Convention d’honoraires de résultat Barreau de Paris : négociation et cadre 2026
La convention d’honoraires de résultat au Barreau de Paris est un outil clé pour accéder à la justice. En 2026, sa négociation doit respecter des règles strictes. Découvrez comment la rédiger et la négocier efficacement avec PasCherAvocat.fr.

Face à l’incertitude d’un procès et à la crainte d’une facture d’avocat imprévisible, nombreux sont les justiciables qui renoncent à faire valoir leurs droits. Pourtant, dans la capitale, une solution encadrée par les règles déontologiques permet de concilier accès à la justice et maîtrise des coûts : la convention d'honoraires de résultat Barreau de Paris. Ce dispositif, réformé par le nouveau Règlement Intérieur du Barreau (RIBP) entré en vigueur en janvier 2026, offre un cadre sécurisé tant pour l’avocat que pour le client.
Dans cet article, nous décryptons point par point le mécanisme de la convention d'honoraires de résultat Barreau de Paris : son fondement juridique, les plafonds applicables, les clauses de négociation obligatoires et les pièges à éviter. Que vous soyez justiciable ou confrère, vous saurez exactement comment négocier et rédiger une convention conforme aux exigences du Barreau de Paris en 2026.
🔍 Points clés couverts
- Définition et base légale de la convention d’honoraires de résultat
- Nouvelles règles du Barreau de Paris pour 2026 (plafond, clause de conscience)
- Négociation du taux de résultat et des frais irrépétibles
- Mentions obligatoires sous peine de nullité
- Différence avec le « pacte de quota litis » strict
- Modalités de calcul en cas de transaction ou d’appel
- Jurisprudence récente (2025-2026) sur les litiges d’honoraires
- Conseils pratiques pour une convention équilibrée
1. Qu’est-ce qu’une convention d’honoraires de résultat ?
La convention d’honoraires de résultat est un contrat écrit entre l’avocat et son client qui prévoit que la rémunération de l’avocat dépend, en tout ou partie, de l’issue du litige.
Les trois piliers de la convention
Pour être valable, la convention d'honoraires de résultat Barreau de Paris doit reposer sur : un honoraire de diligences (fixe ou au temps passé) + un honoraire complémentaire de résultat + un plafond maximum (depuis 2026).
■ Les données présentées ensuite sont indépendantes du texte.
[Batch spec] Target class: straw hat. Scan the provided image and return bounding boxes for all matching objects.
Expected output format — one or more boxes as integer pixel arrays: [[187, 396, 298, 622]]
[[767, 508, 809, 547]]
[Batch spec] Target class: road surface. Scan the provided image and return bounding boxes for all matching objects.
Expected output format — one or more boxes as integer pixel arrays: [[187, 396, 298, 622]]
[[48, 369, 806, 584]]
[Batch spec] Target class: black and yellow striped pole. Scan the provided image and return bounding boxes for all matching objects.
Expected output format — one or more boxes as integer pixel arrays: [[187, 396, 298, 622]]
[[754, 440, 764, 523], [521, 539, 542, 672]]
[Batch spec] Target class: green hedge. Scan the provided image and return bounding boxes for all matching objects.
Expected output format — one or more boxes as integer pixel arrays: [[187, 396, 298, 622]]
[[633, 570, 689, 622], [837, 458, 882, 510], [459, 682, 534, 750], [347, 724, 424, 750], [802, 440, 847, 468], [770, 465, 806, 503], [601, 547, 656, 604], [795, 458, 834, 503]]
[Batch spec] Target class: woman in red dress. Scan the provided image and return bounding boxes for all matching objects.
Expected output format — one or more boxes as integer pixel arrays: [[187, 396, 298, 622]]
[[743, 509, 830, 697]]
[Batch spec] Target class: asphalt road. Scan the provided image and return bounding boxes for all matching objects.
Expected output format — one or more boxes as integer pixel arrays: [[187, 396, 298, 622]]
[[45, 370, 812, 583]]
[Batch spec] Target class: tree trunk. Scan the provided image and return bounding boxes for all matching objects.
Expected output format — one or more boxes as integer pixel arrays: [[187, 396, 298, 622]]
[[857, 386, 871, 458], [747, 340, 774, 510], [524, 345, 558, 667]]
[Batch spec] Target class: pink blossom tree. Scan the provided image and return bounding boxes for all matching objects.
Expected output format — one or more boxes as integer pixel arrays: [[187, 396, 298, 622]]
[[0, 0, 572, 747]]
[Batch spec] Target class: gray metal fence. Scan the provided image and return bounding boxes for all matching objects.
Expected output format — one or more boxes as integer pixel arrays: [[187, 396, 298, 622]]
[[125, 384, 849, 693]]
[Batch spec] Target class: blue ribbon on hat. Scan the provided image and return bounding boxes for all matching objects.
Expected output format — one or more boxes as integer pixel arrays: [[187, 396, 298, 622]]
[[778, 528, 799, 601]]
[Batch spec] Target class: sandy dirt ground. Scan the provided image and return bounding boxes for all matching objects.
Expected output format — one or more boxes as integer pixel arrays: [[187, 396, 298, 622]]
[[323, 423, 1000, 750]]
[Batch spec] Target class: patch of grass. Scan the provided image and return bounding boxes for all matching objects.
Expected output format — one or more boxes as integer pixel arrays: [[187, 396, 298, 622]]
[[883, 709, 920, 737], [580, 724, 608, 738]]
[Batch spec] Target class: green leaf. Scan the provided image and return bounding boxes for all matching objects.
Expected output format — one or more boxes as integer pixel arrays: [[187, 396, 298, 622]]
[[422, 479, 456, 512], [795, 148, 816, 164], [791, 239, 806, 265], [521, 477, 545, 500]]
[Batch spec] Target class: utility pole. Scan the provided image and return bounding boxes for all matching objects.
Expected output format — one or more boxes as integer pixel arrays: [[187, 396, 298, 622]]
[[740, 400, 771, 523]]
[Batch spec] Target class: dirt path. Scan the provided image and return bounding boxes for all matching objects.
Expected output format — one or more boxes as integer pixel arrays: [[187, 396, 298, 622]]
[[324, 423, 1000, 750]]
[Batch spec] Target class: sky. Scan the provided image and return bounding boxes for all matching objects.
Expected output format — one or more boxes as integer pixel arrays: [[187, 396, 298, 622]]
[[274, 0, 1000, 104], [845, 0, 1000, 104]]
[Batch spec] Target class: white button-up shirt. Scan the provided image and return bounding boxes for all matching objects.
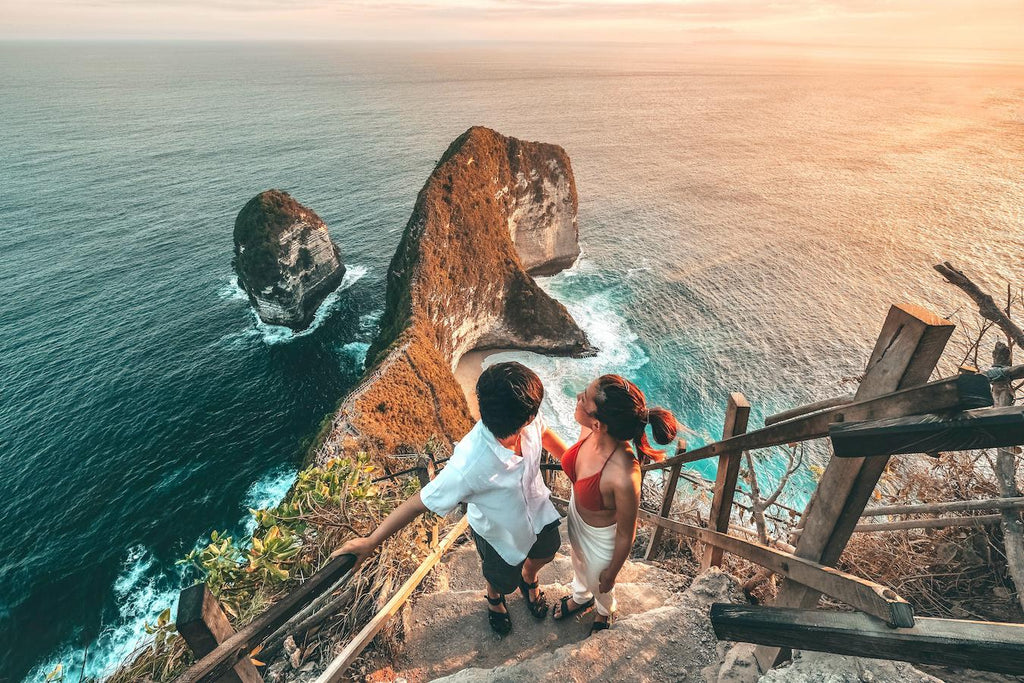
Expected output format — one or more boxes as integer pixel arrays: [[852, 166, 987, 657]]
[[420, 415, 560, 565]]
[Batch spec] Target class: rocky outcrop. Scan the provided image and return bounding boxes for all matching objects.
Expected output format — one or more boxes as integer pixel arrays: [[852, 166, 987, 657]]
[[233, 189, 345, 330], [315, 127, 593, 461], [499, 137, 580, 275]]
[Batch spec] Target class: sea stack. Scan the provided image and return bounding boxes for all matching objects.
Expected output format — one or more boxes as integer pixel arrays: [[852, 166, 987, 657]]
[[233, 189, 345, 330], [313, 127, 594, 462]]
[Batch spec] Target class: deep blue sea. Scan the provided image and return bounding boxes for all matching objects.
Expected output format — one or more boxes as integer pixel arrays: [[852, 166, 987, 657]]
[[0, 43, 1024, 681]]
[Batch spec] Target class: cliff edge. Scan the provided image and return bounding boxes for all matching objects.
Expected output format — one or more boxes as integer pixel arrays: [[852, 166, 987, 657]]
[[233, 189, 345, 330], [315, 127, 594, 462]]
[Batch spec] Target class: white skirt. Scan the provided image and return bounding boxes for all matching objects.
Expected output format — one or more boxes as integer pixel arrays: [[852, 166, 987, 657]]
[[567, 495, 616, 616]]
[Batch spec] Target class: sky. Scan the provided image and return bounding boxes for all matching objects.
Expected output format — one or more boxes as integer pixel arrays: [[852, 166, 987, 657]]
[[0, 0, 1024, 61]]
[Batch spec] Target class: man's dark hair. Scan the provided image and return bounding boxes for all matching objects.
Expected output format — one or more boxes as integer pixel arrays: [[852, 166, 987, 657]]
[[476, 362, 544, 438]]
L’honoraire de résultat ne peut jamais être l’unique rémunération de l’avocat, sauf exceptions très limitées (aide juridictionnelle partielle).
2. Le cadre 2026 du Barreau de Paris : ce qui change
Depuis le 1er janvier 2026, le Barreau de Paris a renforcé son contrôle sur les conventions d’honoraires de résultat. La nouvelle mouture du RIBP impose un plafond absolu de 30 % du gain obtenu (hors frais irrépétibles alloués par le juge). Auparavant, le plafond était de 25 % pour les litiges supérieurs à 150 000 € ; désormais, le taux maximum unique est de 30 % pour toute somme allouée au client.
Autres évolutions notables
• Obligation de remettre un devis détaillé avant toute signature.
• Interdiction de prévoir un honoraire de résultat sur les dommages-intérêts punitifs (non reconnus en droit français).
• Clause de conscience renforcée : l’avocat peut renoncer à l’honoraire de résultat si le client accepte une transaction manifestement insuffisante, mais doit en informer le Bâtonnier dans les 15 jours.
3. Les clauses essentielles à négocier
La négociation d’une convention d'honoraires de résultat Barreau de Paris ne se limite pas au pourcentage. Voici les six clauses qui doivent impérativement être discutées et écrites noir sur blanc :
3.1. L’assiette du résultat
Le résultat s’entend des sommes nettes perçues par le client après déduction des frais de procédure avancés par l’avocat. Il est recommandé d’exclure les dépens (frais de justice) et les frais irrépétibles (article 700 du CPC) sauf mention contraire expresse.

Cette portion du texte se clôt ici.